Databricks Community

Henrik_ · ‎09-05-2024

The code snippet below takes each group (based on id) and perform recursive joins to build parent-child relations (id1 and id2) within a group. The code produce the correct output, an array in column 'path'.

However, in my real world use-case, this code snippet takes over 30 minutes to run (1300 iterations) and I haven't been able to store the result in a table since that cell just keep running.

Based on the code below, is there something obvious I can do to improve performance? Could perhaps this code benefit from caching? Is it the recursive join that is the bottleneck, or the part when I loop thru 1300 dataframes (one for each group) collected in a list (results_df) and perform UNION.

Anything that could push me in the right direction would be appreciated.

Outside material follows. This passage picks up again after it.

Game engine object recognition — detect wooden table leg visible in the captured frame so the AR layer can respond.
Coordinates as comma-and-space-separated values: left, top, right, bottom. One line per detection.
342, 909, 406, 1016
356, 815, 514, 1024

import pyspark.sql.functions as F
from pyspark.sql.functions import isnull, when, col, ntile, count
from pyspark.sql.window import Window
from pyspark.sql.types import StructType, StructField, IntegerType, StringType

# CREATE TEST DATA FRAME
schema = StructType([
    StructField("id", IntegerType(), True),
    StructField("level", IntegerType(), True),
    StructField("id1", IntegerType(), True),
    StructField("id2", IntegerType(), True)
])

# Create a list of data to populate the DataFrame
data = [
    (10, 1, 0, 100),
    (10, 2, 100, 101),
    (10, 3, 101, 102),
    (10, 3, 101, 103),
    (10, 4, 102, 148),
    (10, 4, 102, 149),
    (10, 4, 103, 150),
    (10, 4, 103, 151),
    (20, 1, 0, 200),
    (20, 2, 200, 201),
    (20, 2, 200, 202),
    (20, 2, 200, 203),
    (20, 2, 200, 204),
    (20, 3, 201, 221),
    (20, 3, 201, 222),
    (20, 3, 202, 223),
    (20, 4, 222, 231),
    (20, 5, 231, 299),
    (30, 1, 0, 300),
    (30, 2, 300, 302),
    (30, 3, 302, 303),
    (30, 4, 303, 310),
    (30, 4, 303, 311),
    (30, 4, 303, 312),
    (30, 5, 311, 321),
    (30, 5, 312, 322),
    ]
test = spark.createDataFrame(data, schema)
test = test.withColumn("path", F.array("id1"))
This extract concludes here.